I have made a study plan on the field I will work on, i.e. ecological economics, for this July and August prior to taking up the new challenge of MPhil in September. The plan is as follow:
- early July to early Aug : theoretical foundations of the EE
- mid to late July: latest development in the applications of EE
- early to late Aug: latest development in the ecological-economics valuation approaches and the status of urban greening in Hong Kong
That means I should be looking at the applications of EE now but it is obviously too ideal because 1) readings on the theoretical foundations are flooeding on my desk as I get too many to go thru, and I am attracted to stay in the old stuffs for the fact that they are intellectually important as well as interesting; 2) it seems that some applied researches involve a lot more technical elements that I expect.
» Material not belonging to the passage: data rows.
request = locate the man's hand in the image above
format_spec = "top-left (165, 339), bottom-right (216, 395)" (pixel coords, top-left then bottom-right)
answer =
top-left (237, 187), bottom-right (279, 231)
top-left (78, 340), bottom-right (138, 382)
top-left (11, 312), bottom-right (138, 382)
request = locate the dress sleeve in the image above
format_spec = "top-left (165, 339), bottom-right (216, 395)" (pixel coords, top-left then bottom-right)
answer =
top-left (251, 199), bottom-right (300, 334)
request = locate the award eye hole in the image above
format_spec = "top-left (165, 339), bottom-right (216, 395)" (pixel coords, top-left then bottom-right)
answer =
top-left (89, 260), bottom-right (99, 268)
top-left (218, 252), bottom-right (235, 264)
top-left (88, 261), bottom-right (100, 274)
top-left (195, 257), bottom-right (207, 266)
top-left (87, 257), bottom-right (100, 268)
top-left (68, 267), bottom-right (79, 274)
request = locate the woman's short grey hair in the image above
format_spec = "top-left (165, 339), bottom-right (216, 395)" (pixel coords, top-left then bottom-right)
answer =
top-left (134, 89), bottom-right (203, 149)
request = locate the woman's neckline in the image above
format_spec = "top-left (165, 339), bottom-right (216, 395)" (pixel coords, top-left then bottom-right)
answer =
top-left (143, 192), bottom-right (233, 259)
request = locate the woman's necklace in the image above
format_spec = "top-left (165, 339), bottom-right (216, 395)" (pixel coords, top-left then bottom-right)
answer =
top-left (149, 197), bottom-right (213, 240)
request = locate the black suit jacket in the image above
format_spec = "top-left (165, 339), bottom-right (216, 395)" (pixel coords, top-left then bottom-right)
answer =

I find myself having less knowledge base to fully understand those I am interested in, such as multicriteria analysis and deliberative monetery valuation. The former is mathematical-oriented enough while the latter covers psychology and values as well.
Sometimes I feel a bit painful whenever it has a few seemingly complex mathematical equations in the text. I am not that blind in maths actually but the fact that I received no formal training in econometrics did contribute to my weakness here (I am a Finance graduate though!).
Just a few words more. Unfortunately we have no one in HK ever attempting these two methods, nor try to do the 'lighter' attempts, I mean, single-dimension economic valuation (so that my supervisor and I are hungry to do this). Nothing being done here means we can do a lot, as long as someone needs it.